“Did they mention our names?”
“They did, Sir, said they were after John Slidell and William Murray Mason. Didn’t mention me nor Macfarland. But the officer, he did talk some about you gentlemen’s assistants so they know that we’re aboard.”
Slidell did not like this. He rubbed at his big, red nose angrily, stomped the length of the cabin and back. “They just can’t do this, stop a British ship at sea, board her — this sort of behavior — it cannot be done.”
“Easy to say, John,” Mason said. “But as I live and breathe it sure looks like it has been done. Now we must think of the papers we are carrying, our warrants — the letters from Jefferson Davis. All the letters to the English and Scotch shipyards about the privateers they are building for us. Remember that we also have personal letters to the Queen and Louis Napoleon.
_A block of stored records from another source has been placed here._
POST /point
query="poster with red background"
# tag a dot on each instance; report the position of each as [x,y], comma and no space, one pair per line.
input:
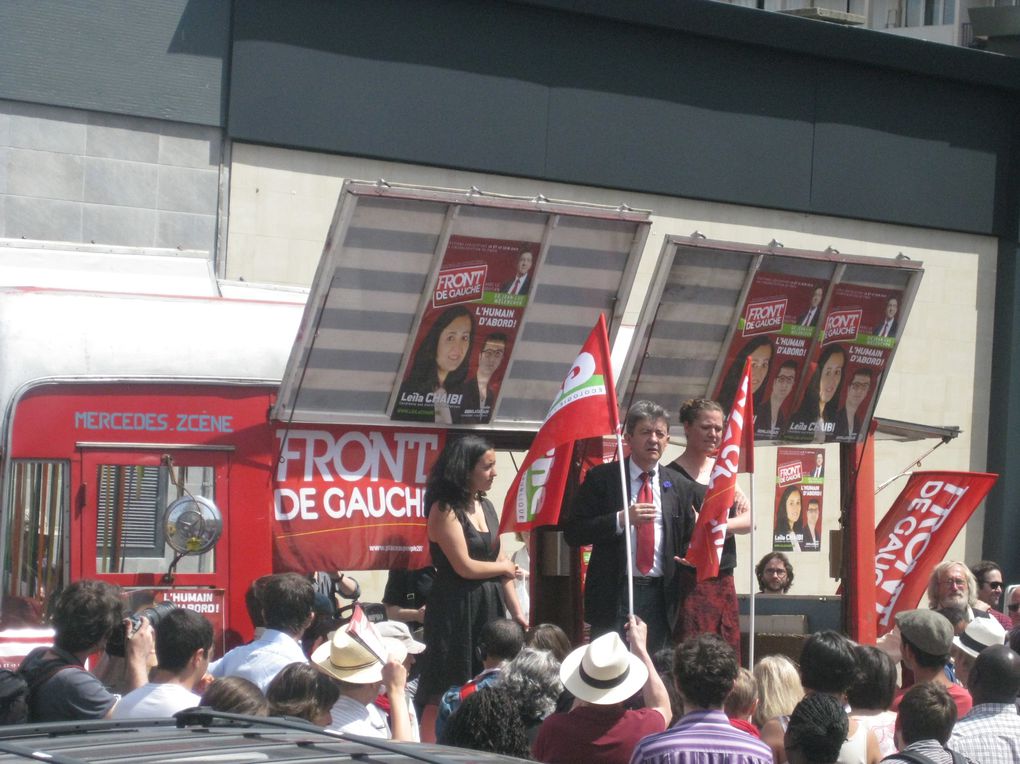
[800,477]
[775,327]
[467,332]
[847,364]
[352,499]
They must not be taken!”
“Throw them overboard!” Slidell said.
“Too late for that — there is the good possibility that they would float, be seen. We need a better plan. And I have it.” The first fear was gone and Mason was his old and arrogant self again, brushing the back of his hand across his gray, bushy brows in a gesture long familiar to his fellow senators in Washington.
“John, you will stay here with your family and buy us time — a holding action.”
“Why?”
“Because I know what to do with the papers. Give yours to Eustin immediately. Macfarland, get to my cabin and get the lot. We will meet in the mail room. Go!”
They went. Mason paused before he followed them, waiting as Slidell threw papers onto the bed in a flurry of activity. “You must think of something, stall them somehow — you are a politician so that pontification, obfuscation and filibustering should come naturally. And lock this door behind me. I am well acquainted with the Mail Officer, and am aware of the fact that he is a retired Royal Navy commander. A real old salt. We have talked long over whiskey and cigars and I have heard many a nautical tale. And he dislikes the Yankees as much as we do. I am sure that he will aid us.”